Inversión con riesgos


Como una inversión riesgosa ha sido catalogado el Proyecto Hidroeléctrico Xalalá.

El proyecto hidroeléctrico Sálala, promovido por el Instituto Nacional de Electrificación (INDE), requiere de una sociedad ejecutora que deberá prepararse para realizar una inversión riesgosa.

Javier Estrada Tobar
lahora@lahora.com.gt

La inversión en la planta hidroeléctrica que podrí­a superar los 400 millones de dólares representarí­a para la empresa que obtenga la licitación ganancias seguras durante 30 años, sin embargo, ya se presentan diversos obstáculos en la fase de presentación de ofertantes.

Desde la oposición de la sociedad civil hasta estudios de impacto ambiental negativos podrí­an ser algunos de los inconvenientes por los que atraviese la empresa a la cual el INDE otorgue la oportunidad para invertir, sin embargo, existen varios empresas que han demostrado su interés para presentar su propuesta.

Inician las dificultades

El Movimiento de Desarraigados y la Defensorí­a del Pueblo Maya (DPM) se pronunció en contra de la construcción de la planta, ya que según Francisco Raymundo ?dirigente de esas organizaciones? pone en riesgo a las poblaciones de Cobán en Alta Verapaz y Uspantán en Quiché, donde se podrí­a ubicar la planta.

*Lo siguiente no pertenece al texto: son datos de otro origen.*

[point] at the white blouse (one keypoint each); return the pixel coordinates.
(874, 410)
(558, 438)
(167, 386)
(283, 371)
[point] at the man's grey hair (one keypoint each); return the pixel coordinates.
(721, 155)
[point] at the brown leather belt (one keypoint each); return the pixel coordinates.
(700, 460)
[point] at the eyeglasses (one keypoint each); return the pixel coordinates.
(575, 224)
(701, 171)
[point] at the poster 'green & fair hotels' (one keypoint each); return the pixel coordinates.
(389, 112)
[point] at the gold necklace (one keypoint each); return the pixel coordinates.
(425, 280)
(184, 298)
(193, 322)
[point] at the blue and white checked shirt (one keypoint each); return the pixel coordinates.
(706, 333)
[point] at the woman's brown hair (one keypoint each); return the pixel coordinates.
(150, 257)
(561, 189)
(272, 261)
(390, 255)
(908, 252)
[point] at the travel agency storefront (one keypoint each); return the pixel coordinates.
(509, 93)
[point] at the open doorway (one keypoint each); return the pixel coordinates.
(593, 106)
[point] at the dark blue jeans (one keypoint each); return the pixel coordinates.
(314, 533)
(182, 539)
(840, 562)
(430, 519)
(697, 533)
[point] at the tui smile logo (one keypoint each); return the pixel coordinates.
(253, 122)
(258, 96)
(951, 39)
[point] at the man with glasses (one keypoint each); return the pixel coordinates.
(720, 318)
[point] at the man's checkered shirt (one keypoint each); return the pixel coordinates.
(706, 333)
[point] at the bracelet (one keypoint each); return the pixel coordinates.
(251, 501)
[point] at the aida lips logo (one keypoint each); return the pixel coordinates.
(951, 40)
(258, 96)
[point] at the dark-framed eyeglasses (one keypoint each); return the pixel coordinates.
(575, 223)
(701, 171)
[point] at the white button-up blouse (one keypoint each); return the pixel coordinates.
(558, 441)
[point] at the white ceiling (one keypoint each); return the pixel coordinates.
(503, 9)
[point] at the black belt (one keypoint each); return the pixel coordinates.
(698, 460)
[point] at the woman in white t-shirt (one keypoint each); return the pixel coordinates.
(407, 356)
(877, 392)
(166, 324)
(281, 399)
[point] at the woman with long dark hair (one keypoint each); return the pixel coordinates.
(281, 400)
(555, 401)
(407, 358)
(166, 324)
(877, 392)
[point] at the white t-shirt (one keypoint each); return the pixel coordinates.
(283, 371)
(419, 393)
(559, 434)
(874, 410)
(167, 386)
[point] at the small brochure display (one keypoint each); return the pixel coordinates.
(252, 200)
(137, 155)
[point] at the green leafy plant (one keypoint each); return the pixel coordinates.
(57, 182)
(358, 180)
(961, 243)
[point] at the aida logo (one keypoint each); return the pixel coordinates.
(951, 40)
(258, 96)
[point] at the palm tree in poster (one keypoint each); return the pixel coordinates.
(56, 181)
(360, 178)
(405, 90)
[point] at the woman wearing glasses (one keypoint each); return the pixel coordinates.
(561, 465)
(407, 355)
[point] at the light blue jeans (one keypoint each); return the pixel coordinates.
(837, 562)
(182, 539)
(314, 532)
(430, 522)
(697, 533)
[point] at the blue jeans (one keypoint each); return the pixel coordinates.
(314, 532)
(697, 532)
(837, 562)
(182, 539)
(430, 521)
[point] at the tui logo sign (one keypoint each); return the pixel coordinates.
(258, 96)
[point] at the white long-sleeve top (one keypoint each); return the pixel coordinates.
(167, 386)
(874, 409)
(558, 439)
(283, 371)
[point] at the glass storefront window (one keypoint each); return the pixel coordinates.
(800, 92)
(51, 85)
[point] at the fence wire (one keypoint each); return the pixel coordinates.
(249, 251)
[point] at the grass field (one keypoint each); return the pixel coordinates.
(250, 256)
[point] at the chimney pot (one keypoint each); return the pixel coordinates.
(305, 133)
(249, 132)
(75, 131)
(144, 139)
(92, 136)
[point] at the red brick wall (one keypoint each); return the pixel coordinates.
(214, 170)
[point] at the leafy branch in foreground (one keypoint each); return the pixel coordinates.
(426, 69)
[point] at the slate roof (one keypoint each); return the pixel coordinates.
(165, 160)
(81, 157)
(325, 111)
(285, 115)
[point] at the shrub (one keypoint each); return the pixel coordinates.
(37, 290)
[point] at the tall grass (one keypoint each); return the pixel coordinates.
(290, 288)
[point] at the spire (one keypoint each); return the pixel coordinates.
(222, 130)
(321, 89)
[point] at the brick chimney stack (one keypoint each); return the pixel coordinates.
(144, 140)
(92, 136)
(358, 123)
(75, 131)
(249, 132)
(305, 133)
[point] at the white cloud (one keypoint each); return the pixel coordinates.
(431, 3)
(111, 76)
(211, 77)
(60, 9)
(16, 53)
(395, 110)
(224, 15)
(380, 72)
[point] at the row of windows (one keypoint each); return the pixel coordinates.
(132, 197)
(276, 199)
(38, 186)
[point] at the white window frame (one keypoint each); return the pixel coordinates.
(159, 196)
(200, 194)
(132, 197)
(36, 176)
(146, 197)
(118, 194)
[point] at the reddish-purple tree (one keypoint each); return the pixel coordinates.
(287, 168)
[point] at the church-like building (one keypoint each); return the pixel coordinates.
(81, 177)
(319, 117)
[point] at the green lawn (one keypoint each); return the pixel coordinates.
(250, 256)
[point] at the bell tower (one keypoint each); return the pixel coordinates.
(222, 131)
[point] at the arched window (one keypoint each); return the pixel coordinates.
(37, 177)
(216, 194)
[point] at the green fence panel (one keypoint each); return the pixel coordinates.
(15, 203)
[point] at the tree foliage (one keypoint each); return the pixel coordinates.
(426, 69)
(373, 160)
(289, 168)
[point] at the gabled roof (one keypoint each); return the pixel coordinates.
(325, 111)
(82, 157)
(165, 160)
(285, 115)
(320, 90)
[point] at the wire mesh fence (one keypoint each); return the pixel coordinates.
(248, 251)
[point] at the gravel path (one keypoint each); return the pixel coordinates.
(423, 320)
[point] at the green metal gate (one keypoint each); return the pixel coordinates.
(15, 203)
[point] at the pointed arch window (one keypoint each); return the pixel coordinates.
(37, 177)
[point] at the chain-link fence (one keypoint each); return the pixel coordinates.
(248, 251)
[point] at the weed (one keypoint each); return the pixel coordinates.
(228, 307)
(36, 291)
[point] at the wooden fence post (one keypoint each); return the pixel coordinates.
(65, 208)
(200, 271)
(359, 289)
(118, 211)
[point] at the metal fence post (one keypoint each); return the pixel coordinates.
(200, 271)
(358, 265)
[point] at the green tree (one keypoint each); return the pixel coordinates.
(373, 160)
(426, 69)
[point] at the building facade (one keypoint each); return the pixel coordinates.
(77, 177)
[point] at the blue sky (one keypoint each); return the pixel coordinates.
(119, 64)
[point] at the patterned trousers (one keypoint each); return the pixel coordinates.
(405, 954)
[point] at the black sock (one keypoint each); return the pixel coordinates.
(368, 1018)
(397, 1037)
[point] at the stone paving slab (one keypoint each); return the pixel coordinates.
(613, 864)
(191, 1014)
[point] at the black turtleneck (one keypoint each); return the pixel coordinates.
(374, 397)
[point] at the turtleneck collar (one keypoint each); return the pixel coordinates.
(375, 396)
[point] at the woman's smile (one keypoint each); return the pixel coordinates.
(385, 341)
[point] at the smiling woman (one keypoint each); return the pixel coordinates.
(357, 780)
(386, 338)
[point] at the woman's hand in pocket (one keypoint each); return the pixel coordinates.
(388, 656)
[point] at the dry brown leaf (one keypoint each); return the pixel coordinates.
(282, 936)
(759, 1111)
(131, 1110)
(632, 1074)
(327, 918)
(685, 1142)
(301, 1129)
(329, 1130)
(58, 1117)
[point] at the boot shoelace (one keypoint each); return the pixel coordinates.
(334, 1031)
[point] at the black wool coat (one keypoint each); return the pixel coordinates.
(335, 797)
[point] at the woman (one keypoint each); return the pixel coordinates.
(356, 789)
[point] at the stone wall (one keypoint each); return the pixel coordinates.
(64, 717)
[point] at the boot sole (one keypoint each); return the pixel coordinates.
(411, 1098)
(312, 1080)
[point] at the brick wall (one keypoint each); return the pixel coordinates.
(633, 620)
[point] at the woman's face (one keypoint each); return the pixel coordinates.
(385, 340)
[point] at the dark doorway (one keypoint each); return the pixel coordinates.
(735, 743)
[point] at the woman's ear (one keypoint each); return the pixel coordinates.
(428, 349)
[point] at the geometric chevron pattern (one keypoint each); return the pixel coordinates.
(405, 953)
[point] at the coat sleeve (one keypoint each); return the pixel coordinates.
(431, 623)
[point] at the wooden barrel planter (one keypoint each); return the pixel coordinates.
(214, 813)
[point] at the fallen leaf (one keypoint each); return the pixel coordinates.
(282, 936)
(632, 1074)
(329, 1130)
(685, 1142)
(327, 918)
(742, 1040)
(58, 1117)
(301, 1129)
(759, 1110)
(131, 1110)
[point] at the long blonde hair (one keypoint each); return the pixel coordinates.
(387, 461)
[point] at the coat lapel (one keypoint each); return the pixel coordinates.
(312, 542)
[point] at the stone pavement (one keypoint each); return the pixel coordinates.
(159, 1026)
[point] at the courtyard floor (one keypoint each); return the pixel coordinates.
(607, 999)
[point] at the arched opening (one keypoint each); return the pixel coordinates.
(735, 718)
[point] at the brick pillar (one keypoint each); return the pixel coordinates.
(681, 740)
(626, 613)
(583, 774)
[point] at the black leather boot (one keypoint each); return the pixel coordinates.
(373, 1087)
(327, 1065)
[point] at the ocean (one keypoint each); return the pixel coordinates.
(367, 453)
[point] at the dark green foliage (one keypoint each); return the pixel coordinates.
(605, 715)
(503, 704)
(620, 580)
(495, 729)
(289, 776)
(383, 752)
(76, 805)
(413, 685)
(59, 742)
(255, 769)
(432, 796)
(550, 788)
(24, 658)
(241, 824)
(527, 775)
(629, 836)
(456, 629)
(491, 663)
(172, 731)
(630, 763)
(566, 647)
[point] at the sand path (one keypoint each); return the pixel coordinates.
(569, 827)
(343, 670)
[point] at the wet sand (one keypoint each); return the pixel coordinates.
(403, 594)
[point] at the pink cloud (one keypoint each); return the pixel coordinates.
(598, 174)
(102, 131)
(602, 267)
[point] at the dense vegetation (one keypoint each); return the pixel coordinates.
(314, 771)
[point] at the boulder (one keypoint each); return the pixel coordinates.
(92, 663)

«Exigimos a las autoridades que respeten la ley, especí­ficamente el Código Municipal donde se permite a las comunidades expresar su opinión al respecto de los temas que les afectan, así­ que vamos a pronunciarnos al respecto», indicó Raymundo.

Asimismo, antes de iniciar con la construcción de la planta deberán transcurrir dos años durante los cuales se realizará un Estudio de Impacto Ambiental (EIA), para determinar las consecuencias que tendrí­a el proyecto en el medio ambiente.

Sin embargo, en el comunicado del INDE se expone que los daños al medio ambiente no serí­an significativos ya que el objetivo de la planta es producir energí­a verde, de tal forma que no se contaminarí­a el agua y el aire, y como resultado se evitarí­a la emisión de 240 mil toneladas de dióxido de carbono.

Adicionalmente a los EIA deberán realizarse estudios sociales, económicos, técnicos, financieros y legales para determinar los niveles de «factibilidad», y de ser positivos se iniciarí­a con el proceso de construcción.

Largo proceso

Según la publicación del INDE en su portal de Internet, la empresa que resulte seleccionada tendrá la oportunidad de construir la hidroeléctrica y operarla durante 30 años consecutivos, posteriormente la infraestructura y el cuerpo legal pasarí­a a formar parte del Instituto Nacional de Electrificación que se encargará de la operación y administración.

Dentro del grupo de empresas interesadas en obtener la licitación se encuentra la norteamericana AES, así­ como Insagen de Colombia, Unión Fenosa, Iberdrola e Indesa de España y Taiwan Power Company de Taiwán, sin embargo no se descarta que más ofertantes presenten su ponencia.

De concretarse el proyecto, la Hidroeléctrica Xalalá aportarí­a 181 megavatios al sistema nacional de energí­a eléctrica y se convertirí­a en el segundo mayor productor nacional después de Chixoy que provee 270 megavatios.